- Interactive map of Priladozhsky
- Priladozhsky Location of Priladozhsky Priladozhsky Priladozhsky (Leningrad Oblast)
- Coordinates: 59°52′30″N 31°19′30″E﻿ / ﻿59.87500°N 31.32500°E
- Country: Russia
- Federal subject: Leningrad Oblast
- Administrative district: Kirovsky District
- Founded: 1978
- Urban-type settlement status since: 1981

Population (2010 Census)
- • Total: 5,757
- • Estimate (2024): 5,629 (−2.2%)

Municipal status
- • Municipal district: Kirovsky Municipal District
- • Urban settlement: Priladozhskoye Urban Settlement
- • Capital of: Priladozhskoye Urban Settlement
- Time zone: UTC+3 (MSK )
- Postal code: 187326
- OKTMO ID: 41625160051

= Priladozhsky =

Priladozhsky (Прила́дожский) is an urban locality (an urban-type settlement) in Kirovsky District of Leningrad Oblast, Russia, located 3 km from the southern shore of Lake Ladoga, on the left bank of the Naziya River, 10 km east of the town of Kirovsk. Municipally, together with the village of Naziya, it is incorporated as Priladozhskoye Urban Settlement, one of the eight urban settlements in the district. Population:

==History==
The settlement was founded in 1978 when the construction of the Sinyavinskaya Broiler Farm, at the time the largest broiler farm in Europe, started. On November 19, 1981 it was named Priladozhsky and granted urban-type settlement status.

==Economy==
===Industry===
The biggest industrial enterprise in Priladozhsky is the Sinyavinskaya Broiler Farm.

===Transportation===
The M18 highway, which connects Saint Petersburg and Murmansk, runs north of Priladozhsky.

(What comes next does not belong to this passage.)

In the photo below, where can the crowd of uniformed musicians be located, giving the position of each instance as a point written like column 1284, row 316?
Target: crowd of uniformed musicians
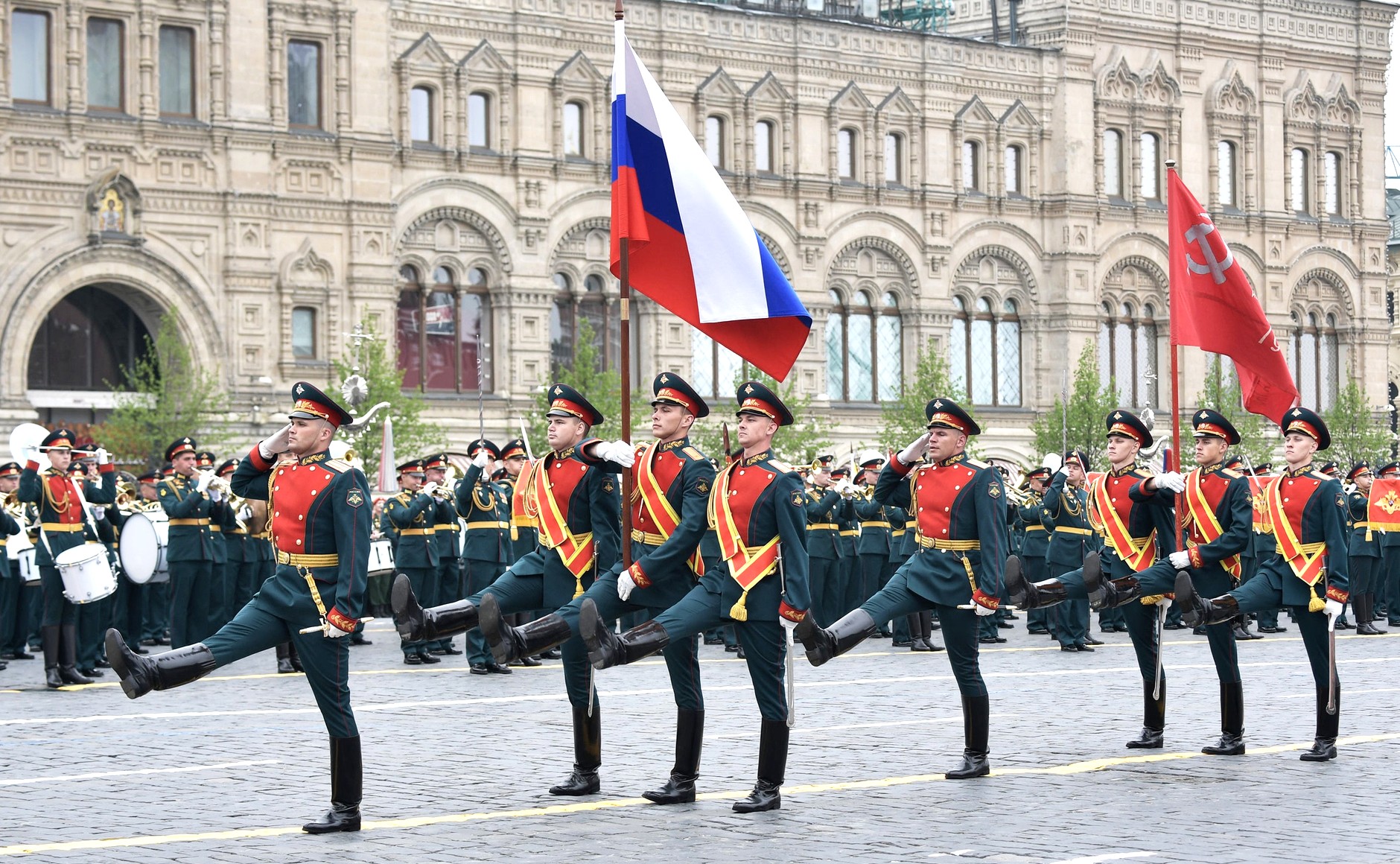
column 525, row 559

In the beginning of the 19th century, a system of canals bypassing Lake Ladoga were built, which at the time were a part of Mariinsk Canal System, connecting the Neva and the Volga River. In particular, the New Ladoga Canal connects the Volkhov and the Neva. It replaced the Old Ladoga Canal, built by Peter the Great, which thus became disused and decayed. The canals collectively are known as the Ladoga Canal. Both canals run along the southern shore of Lake Ladoga, north of Priladozhsky.

==Culture and recreation==
Priladozhsky contains four cultural heritage monuments classified as cultural and historical heritage of local significance. They commemorate the events of World War II.